Recycling Lithium-ion Batteries

Recycling Lithium-ion batteries is becoming a more important initiative for many of the world’s largest companies.  The increasing usage of mobile phones, laptops and wireless technology means that efficiently recycling of lithium-ion is all important. New research shows that grinding up old batteries might lead to a low-energy way to recycle the lithium and other metals used in them.

The lithium metal in rechargeable batteries is currently recycled by either heating them to high temperatures or treating them with concentrated acids and organic solvents.  Lithium battery consultant, Hans Eric Melin, estimates, that perhaps 15% of the metal in batteries is recovered using this method.

Using Mechanochemistry-the initiation of a chemical reaction by mechanical force from grinding or milling- is another viable process to recover lithium from lithium-ion batteries.  The benefit of this approach in an overall recycling sense is the ability to extract from batteries lithium compounds and other metals such as cobalt or nickel.  Commentators suggest that although the supply of these metals is not low, recycling of battery-powered devices is now acknowledged as a major lever in the transition away from fossil-fuel energy.  The European Union has set a target of 80% lithium recovery for all batteries by 2031.

The German Karlsruhe Institute of Technology materials scientist, Oleksandr Dolotko, has looked at two extraction methods.  The first took the cathode material from a lithium cobalt oxide battery and combined it with the same amount of aluminium foil.  Real-life batteries contain aluminium, which they use as a ‘current collector’ to allow electrons to move out of the battery.  The researchers mixed the compounds using a grinder called a ball miller.  After 3 hours, the aluminium had reacted with the cathode material and produced a mixture of insoluble aluminium oxides, as well as metallic cobalt and water-soluble lithium oxides.

A second separation method known as water-based leaching and further purification produced the recycled lithium compound: lithium carbonate, which can be used to make more batteries.

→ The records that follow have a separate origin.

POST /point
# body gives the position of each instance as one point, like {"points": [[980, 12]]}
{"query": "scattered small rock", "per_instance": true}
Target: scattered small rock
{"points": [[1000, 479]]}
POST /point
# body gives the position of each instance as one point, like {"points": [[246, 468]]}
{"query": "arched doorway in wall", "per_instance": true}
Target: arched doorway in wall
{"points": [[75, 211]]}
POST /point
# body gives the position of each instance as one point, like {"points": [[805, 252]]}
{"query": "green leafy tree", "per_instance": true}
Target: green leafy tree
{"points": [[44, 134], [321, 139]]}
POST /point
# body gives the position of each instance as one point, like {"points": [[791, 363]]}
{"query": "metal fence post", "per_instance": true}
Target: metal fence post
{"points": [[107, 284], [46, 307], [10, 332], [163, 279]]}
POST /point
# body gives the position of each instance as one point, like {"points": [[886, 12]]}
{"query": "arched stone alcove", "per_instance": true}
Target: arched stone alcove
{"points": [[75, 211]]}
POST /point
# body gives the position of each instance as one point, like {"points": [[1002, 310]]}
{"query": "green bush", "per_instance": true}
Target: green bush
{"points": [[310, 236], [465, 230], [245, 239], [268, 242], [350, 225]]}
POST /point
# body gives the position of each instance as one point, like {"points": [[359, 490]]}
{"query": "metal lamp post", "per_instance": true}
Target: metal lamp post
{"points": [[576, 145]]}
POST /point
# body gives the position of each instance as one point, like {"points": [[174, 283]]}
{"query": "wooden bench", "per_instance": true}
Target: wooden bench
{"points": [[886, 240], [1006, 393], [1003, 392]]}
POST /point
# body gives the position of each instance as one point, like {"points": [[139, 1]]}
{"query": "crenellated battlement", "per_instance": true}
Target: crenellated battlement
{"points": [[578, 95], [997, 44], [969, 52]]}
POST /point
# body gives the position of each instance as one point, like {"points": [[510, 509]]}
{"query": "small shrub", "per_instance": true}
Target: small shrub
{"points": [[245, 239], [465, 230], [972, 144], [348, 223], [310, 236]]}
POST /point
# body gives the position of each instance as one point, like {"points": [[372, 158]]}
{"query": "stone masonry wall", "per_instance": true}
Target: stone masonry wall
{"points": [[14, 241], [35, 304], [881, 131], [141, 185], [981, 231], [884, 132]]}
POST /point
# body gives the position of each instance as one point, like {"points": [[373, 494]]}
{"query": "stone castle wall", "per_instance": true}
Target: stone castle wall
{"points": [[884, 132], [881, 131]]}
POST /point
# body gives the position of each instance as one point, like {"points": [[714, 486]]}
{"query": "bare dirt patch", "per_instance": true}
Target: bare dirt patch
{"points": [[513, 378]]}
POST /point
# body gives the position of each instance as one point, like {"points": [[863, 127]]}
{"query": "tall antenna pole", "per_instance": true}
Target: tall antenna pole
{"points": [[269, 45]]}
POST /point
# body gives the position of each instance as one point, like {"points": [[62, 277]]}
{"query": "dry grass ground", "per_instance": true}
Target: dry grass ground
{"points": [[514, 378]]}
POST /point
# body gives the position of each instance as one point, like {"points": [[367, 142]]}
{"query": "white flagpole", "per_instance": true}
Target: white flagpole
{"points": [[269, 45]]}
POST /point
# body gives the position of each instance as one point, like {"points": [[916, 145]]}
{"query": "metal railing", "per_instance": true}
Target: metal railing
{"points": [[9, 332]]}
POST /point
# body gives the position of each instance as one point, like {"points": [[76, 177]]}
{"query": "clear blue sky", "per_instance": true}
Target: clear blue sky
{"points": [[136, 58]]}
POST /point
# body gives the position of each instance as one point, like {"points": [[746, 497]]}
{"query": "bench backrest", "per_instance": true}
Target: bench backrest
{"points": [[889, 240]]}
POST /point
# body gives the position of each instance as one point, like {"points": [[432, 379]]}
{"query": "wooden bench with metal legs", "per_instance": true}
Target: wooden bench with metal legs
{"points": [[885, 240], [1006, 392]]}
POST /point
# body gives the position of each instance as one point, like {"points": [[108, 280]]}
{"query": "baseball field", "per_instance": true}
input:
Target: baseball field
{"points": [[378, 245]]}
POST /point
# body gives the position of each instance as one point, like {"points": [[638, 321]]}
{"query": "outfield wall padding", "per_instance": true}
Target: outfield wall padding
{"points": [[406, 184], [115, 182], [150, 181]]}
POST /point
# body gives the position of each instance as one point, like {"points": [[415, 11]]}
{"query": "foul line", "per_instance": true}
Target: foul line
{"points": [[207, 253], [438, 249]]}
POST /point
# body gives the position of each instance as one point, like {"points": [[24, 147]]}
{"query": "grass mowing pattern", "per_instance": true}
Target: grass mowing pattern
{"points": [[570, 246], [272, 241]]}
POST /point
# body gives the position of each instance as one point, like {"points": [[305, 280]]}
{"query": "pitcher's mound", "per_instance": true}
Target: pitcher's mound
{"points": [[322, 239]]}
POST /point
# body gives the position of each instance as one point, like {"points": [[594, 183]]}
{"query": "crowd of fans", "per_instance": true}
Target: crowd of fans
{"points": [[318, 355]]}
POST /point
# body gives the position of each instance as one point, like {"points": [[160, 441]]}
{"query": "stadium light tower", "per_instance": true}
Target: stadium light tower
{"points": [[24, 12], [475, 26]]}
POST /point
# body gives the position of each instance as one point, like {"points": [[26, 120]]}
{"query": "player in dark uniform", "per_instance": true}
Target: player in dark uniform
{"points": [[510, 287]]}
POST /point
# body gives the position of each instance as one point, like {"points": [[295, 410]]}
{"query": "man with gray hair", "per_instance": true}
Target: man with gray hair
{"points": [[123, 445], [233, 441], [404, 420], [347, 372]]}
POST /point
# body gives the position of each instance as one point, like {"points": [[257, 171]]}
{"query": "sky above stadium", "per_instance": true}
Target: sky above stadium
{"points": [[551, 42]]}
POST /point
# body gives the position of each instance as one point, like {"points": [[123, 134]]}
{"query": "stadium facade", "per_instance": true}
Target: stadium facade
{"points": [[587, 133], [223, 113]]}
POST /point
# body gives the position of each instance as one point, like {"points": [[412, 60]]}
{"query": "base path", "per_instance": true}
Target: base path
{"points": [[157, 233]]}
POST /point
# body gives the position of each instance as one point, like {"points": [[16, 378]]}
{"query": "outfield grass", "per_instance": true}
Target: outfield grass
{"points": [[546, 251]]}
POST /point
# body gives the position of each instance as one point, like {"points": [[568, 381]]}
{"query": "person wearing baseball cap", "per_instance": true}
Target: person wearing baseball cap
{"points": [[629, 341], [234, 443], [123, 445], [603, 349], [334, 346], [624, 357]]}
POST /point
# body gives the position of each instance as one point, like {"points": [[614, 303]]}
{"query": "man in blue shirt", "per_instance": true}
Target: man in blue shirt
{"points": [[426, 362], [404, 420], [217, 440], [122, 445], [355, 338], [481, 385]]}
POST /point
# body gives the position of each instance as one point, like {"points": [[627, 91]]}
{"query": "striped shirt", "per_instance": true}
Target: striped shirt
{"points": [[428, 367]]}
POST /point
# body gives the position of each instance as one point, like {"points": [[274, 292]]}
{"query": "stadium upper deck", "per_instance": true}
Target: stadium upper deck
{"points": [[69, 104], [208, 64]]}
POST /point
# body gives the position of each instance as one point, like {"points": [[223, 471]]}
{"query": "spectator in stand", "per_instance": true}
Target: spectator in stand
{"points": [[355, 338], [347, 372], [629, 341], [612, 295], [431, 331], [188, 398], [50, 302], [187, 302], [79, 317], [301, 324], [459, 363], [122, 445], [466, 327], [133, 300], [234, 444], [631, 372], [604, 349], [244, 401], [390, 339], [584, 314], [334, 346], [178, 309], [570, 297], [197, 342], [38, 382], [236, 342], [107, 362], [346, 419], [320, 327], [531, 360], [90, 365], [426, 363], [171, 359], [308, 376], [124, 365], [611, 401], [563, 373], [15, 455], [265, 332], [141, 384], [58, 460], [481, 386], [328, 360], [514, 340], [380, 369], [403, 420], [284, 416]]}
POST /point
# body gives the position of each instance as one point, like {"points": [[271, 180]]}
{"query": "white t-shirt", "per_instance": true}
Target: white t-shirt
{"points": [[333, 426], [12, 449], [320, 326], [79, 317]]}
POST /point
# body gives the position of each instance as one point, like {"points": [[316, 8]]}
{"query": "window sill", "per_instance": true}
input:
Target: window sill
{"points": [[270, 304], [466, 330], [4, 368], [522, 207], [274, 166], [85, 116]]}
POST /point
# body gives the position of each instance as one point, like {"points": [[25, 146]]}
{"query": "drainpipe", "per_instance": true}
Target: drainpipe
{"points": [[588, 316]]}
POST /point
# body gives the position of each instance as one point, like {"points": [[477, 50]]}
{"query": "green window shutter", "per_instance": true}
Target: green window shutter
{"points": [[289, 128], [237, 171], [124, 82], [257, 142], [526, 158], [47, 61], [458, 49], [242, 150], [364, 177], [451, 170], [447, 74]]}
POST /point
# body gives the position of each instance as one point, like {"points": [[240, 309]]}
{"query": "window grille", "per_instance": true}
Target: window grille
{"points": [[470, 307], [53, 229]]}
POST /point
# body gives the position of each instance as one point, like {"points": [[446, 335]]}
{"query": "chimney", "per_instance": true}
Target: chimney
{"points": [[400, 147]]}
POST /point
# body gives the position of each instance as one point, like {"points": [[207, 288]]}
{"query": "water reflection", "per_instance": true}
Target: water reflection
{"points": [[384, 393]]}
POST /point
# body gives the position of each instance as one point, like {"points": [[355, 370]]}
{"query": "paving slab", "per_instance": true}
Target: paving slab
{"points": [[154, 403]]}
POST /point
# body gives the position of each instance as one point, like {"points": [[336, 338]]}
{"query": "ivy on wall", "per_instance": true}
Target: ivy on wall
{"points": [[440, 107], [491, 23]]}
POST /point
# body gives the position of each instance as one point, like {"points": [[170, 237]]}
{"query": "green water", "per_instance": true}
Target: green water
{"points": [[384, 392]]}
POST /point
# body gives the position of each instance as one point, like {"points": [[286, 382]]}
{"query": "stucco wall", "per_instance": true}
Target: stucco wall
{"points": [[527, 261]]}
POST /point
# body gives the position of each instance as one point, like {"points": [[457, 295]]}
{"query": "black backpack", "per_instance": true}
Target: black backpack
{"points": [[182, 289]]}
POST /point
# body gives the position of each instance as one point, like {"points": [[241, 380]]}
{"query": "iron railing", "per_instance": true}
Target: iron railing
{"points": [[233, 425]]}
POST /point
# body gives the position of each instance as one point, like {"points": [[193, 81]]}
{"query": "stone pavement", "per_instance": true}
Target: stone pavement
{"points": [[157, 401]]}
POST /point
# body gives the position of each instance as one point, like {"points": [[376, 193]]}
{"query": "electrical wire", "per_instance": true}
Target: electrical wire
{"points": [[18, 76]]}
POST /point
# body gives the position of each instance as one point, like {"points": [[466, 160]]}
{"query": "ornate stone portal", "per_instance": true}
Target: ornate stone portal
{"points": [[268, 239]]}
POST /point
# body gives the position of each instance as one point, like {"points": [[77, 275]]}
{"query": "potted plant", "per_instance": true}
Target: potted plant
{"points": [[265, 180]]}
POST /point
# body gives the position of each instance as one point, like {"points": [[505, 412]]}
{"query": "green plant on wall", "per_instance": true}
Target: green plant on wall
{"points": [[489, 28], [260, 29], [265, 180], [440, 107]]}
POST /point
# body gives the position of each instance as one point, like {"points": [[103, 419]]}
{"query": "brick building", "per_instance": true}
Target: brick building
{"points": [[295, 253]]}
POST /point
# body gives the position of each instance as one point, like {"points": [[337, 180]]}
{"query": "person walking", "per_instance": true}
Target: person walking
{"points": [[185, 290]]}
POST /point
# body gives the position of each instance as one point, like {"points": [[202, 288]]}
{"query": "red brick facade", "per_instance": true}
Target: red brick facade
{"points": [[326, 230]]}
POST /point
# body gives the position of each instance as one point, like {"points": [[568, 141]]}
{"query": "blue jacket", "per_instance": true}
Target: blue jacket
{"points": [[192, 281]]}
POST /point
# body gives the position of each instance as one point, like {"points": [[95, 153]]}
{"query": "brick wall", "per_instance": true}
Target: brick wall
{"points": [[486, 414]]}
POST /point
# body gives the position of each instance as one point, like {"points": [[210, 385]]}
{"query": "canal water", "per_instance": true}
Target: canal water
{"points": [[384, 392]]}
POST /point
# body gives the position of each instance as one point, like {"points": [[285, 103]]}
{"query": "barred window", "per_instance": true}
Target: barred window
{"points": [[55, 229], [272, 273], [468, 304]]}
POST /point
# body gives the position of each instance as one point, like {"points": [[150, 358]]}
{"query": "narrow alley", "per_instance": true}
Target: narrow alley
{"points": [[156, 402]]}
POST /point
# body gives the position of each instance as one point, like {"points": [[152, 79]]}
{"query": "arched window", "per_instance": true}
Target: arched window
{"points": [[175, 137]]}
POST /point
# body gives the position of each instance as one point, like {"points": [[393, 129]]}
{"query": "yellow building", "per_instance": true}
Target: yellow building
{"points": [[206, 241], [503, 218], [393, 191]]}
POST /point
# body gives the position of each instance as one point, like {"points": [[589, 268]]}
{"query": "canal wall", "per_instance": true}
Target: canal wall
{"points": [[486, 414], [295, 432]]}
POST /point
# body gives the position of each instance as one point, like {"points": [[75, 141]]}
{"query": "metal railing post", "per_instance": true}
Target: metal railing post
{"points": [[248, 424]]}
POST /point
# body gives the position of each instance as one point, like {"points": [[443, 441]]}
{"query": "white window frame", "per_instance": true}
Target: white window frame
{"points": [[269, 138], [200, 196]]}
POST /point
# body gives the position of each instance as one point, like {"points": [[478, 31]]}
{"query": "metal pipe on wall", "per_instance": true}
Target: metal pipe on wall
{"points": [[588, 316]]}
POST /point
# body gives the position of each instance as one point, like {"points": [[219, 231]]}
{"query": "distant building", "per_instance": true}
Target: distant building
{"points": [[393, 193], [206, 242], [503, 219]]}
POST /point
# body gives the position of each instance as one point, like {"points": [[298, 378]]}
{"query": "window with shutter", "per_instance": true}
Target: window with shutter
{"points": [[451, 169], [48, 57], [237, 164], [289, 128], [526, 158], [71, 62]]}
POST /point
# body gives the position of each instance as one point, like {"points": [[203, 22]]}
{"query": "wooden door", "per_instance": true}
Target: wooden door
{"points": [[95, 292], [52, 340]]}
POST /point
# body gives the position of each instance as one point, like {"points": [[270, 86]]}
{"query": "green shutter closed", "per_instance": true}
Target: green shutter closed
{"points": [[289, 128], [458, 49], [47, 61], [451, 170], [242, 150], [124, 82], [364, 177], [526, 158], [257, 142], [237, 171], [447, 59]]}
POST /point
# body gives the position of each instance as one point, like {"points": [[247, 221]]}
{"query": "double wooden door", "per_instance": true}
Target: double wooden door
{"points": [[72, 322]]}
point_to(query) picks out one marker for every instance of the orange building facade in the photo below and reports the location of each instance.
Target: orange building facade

Early results were disappointing with both methods recovering about 30% of the metal.  With some fine tuning of the methods, they tested different cathode materials including heating the mixture that came out of the ball milling, with water.  This prevented the formation of insoluble lithium aluminium oxides, which lock up the lithium.

These improved processes recovered 75% of the lithium from a mix of cathode materials.

Dolotko believes that Mechanochemistry is not typically used in commercial chemical processes, and exactly how mechanical force initiates chemical reactions isn’t completely understood.  With significant opportunities to refine this complicated process it will be a balance between developing new simple techniques and the economics and pricing of the raw materials.

Dolotko is working on new processes to extract other metals from batteries at the same time, including cobalt and nickel.

Ecobatt will continue to look at the latest technology to ensure it understands the latest processes and that it can respond to the changing needs of the market.